入門!論理学を読んだので、久しぶりに読んだ感想を書いていこうと思います。
読んで印象的だったこと
否定の「ない」の難しさ
否定の「ない」は対概念がある場合に、対概念を積極的に肯定することに繋がるということで間違った論理展開を受け手側に抱かせる可能性が高いという話があり、結構頻繁に否定形を使ってしまう身として気を付けたいと思いました。
また、「ない」はあることを意識しないと使えないという話があり、以前森さんが話していた「ないない言葉」の危険性(問題を見ずに解決策を意識してその解決策を裏返すことで問題解決ができる気になってしまう)を思い出しました。
排中律は絶対正しいものではない
「XXXがない、またはXXXがある」という論理は自明にも思えます*1が、これを自明だと考えるのは神の立場(ただし論理学ではこの立場を基本的に支持する)という話が面白かったです。
大分偏見が入っていますが、コンサルタント気質な人が世の中を分断思考でとらえがちなことは多い気がしていて、もしかすると論理的に考えているが故に分断思考に陥りがちなのかもしれないなあと思いました。
論理的に考えるということ
本書を通して、自明に思えることも徹底的に疑い、曖昧な表現や例外に対しては積極的に飛びつき、よりたしかな法則を探し出そうという姿勢が見られました。(その姿勢こそが論理的に物事を考える態度としてふさわしいのだと思いました)
どんなものでも論理的に考えればいいかという訳では勿論ありませんが、曖昧な表現を徹底的に疑ったり、当たり前のように言われている事実に対して例外を探し、盲目的に選択肢を狭めない態度を取ることの重要性を改めて実感しました。
全体を通した感想
入門と言いつつ、読み進めるには論理力がいるという不思議な本でした。(表現や題材は平易で取っつきやすいものが多かった一方で、文章は論理的に一つ一つが繋がっており、論理を使って読み進めていく必要がありました)
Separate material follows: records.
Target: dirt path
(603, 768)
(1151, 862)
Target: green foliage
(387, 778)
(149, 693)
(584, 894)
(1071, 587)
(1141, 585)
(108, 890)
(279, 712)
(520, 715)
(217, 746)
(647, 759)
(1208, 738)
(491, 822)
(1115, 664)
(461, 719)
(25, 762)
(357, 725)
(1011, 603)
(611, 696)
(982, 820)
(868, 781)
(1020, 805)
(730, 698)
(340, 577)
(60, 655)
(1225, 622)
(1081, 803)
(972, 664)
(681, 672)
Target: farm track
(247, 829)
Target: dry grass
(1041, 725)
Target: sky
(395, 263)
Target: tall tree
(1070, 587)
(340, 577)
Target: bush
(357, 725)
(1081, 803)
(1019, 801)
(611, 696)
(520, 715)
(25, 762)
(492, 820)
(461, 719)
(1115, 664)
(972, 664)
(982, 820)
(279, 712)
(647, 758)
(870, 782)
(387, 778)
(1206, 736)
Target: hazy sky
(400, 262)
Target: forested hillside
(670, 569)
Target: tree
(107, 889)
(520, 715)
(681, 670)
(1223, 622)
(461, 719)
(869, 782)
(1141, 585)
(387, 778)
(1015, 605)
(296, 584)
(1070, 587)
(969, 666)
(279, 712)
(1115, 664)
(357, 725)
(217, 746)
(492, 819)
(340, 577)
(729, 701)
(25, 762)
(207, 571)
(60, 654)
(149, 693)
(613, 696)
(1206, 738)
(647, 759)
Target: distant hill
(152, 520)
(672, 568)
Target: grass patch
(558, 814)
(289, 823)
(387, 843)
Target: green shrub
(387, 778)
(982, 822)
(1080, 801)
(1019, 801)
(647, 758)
まさに、論理学の本は論理力がない人が論理力をつけるために読むのではなく、論理力がある人が論理の力を実感するために読むという、筆者の主張が体現されている本でした。*2
得られた知識という意味では、正しい否定の使い方, 「かつ」「または」「ならば」の構造, 命題論理のやり方, 「すべて」と「存在する」の推論という、ある程度は誰しもが直感的には理解している知識の深堀ができただけですが、本の構成から論理的に考えるとはどういうことか、というのが実感できて、読んでいて楽しかったです。